AUTHOR=Madeo Bruno , Brigante Giulia , Ansaloni Anna , Taliani Erica , Kaleci Shaniko , Monzani Maria Laura , Simoni Manuela , Rochira Vincenzo TITLE=The Added Value of Operator's Judgement in Thyroid Nodule Ultrasound Classification Arising From Histologically Based Comparison of Different Risk Stratification Systems JOURNAL=Frontiers in Endocrinology VOLUME=11 YEAR=2020 URL=https://www.frontiersin.org/journals/endocrinology/articles/10.3389/fendo.2020.00434 DOI=10.3389/fendo.2020.00434 ISSN=1664-2392 ABSTRACT=

Objective: Several ultrasound classifications for thyroid nodules were proposed but their accuracy is still debated, since mainly estimated on cytology and not on histology. The aim of this study was to test the diagnostic accuracy and the inter-classification agreement of AACE/ACE-AME, American Thyroid Association (ATA), British Thyroid Association (BTA), and Modena Ultrasound Thyroid Classification (MUT) that stratifies malignancy risk considering also the clinician subjective impression.

Methods: A prospective study collecting thyroid nodule features at ultrasound and histological diagnosis was conducted. Ultrasound features were collected following a preformed checklist in candidates for surgery because of indeterminate, suspicious, or malignant cytology. All the nodules, besides the cytologically suspicious one, were blinded analyzed. MUT score was applied prospectively, and the others retrospectively. Sensitivity, specificity, diagnostic cut-off value, and accuracy of each classification were calculated. The overall agreement between classifications was tested by Bland-Altman, and agreement between single nodule analysis by different classifications by Weighted Cohen's Kappa.

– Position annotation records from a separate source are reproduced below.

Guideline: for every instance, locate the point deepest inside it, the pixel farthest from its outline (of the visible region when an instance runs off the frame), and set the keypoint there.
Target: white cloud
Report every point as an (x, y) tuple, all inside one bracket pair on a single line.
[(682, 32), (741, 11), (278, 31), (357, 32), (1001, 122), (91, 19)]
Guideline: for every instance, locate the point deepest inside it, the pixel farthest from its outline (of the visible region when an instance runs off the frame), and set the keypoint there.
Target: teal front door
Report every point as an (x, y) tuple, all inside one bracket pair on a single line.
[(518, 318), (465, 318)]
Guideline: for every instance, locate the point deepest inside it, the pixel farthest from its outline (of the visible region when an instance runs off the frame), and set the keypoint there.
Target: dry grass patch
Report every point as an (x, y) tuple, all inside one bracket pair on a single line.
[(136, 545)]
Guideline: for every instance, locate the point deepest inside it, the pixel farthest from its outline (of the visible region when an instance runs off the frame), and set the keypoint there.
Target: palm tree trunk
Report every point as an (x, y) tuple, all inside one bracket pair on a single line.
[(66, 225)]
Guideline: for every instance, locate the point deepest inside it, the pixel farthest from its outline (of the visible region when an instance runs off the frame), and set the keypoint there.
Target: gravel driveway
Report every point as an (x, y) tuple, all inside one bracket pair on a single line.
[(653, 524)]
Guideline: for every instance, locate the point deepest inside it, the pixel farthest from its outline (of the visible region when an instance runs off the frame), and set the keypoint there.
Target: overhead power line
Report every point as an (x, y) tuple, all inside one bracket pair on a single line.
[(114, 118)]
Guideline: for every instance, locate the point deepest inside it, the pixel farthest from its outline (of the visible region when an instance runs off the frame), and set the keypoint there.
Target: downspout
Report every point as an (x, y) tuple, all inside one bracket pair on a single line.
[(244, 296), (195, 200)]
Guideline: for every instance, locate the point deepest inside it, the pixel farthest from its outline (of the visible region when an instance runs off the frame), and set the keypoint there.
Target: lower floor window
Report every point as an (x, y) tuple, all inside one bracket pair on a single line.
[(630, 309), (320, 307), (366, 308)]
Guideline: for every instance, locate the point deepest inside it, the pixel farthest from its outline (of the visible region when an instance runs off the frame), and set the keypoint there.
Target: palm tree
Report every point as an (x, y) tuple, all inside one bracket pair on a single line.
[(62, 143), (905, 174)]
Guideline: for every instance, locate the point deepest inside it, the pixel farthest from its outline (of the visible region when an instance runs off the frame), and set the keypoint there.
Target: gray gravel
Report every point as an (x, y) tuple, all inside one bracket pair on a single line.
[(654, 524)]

Results: In classifying a total of 457 nodules, MUT has the highest accuracy (AUC 0.808) and specificity (89%), followed by ATA and BTA, and finally by AACE/ACE-AME. ATA, BTA, and MUT are highly interchangeable. Considering agreement between single nodule analyses, ATA and BTA had the best (κ = 0.723); AACE/ACE-AME showed slight agreement with BTA (κ = 0.177) and MUT (κ = 0.183), and fair agreement with ATA (κ = 0.282); MUT had fair agreement with both ATA (κ = 0.291) and BTA (κ = 0.271).

Conclusion: Classifications have an acceptable overall diagnostic accuracy, improved using a less rigid system that takes into consideration operator subjective impression.